Deployment patterns, different approaches on deployment:
- Deploy model: train the model only in a development environment and then deploy it to other environments. This approach is good when the training the model is costly.
- Deploy code: code for model training is tested in the staging environment, and to production is pushed a whole training pipeline.
Deployed solution have to follow:
- Intentionality: Ensuring that the models are designed and behave in ways aligned with their purpose.
- Accountability: The team have overall view of which models are using what data. Ensuring that data is collected in accordance with regulations.

Practices#

The MLOps is a set of practices that simplifies the machine learnig model lifecycle.

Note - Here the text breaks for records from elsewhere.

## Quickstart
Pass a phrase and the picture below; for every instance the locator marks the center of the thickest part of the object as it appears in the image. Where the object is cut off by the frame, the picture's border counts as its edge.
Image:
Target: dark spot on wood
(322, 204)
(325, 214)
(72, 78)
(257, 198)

There are following practices:

Automation and CI/CD/CT:
- CI: continious intergration.
- CD: continious deployment.
- CT: continious training.
- ML pipeline orchestratoin.
Data and Model management:
- Version control for: code, data and model.
- Experiments tracking.
- Data validation and quality checks.
- Keeping feature store: a special data space where prepared features are stored, so that they can be used both in traning and inference phases.
Model quality and realiability.
- Rigourous testing:
  - Unit and integration testion for code.
  - Data validation tests.
  - Model validation tests.
  - Model quality, fairness, and interpretability tests.
- Reproducibility: ensuring that the same code, data, and invironment will always produce the same model results.
Operations and governance:
- Deployment approaches: to prevent mlservice to be unawailable there are canary ans shadow deployment techniques.
- Continuos monitoring of the following things: Model Performance, Data Drift, Concept Drift.
- Collaboration: fostering tight collaboration between data scientiests, ML engineers, and operation teams.

Achitecture#

Your MLOps Architecture have to complete following goals:

Simplicity: The downstream management, maintenance, and monitoring of the project is simplified.
Efficiency: Processes arond the project become more efficient.
Scalability: The ML solutions can be scaled to adapt to changing requirements for infrastructure and compute.
Collaboration: It’s easy for different users and different types of users to collaborate.

Infrastructure the organiation, governance, and setup of environment, data, compute and other resources:

Set up one time (per project or per team/organization)
Crucial to downstream success of project.

Workflow is the processes that ML practitioners follow within a defined architecture to achieve success on an ML project.

Repeatable, fluid processes specific to a project.
Aligned to organizational best practices.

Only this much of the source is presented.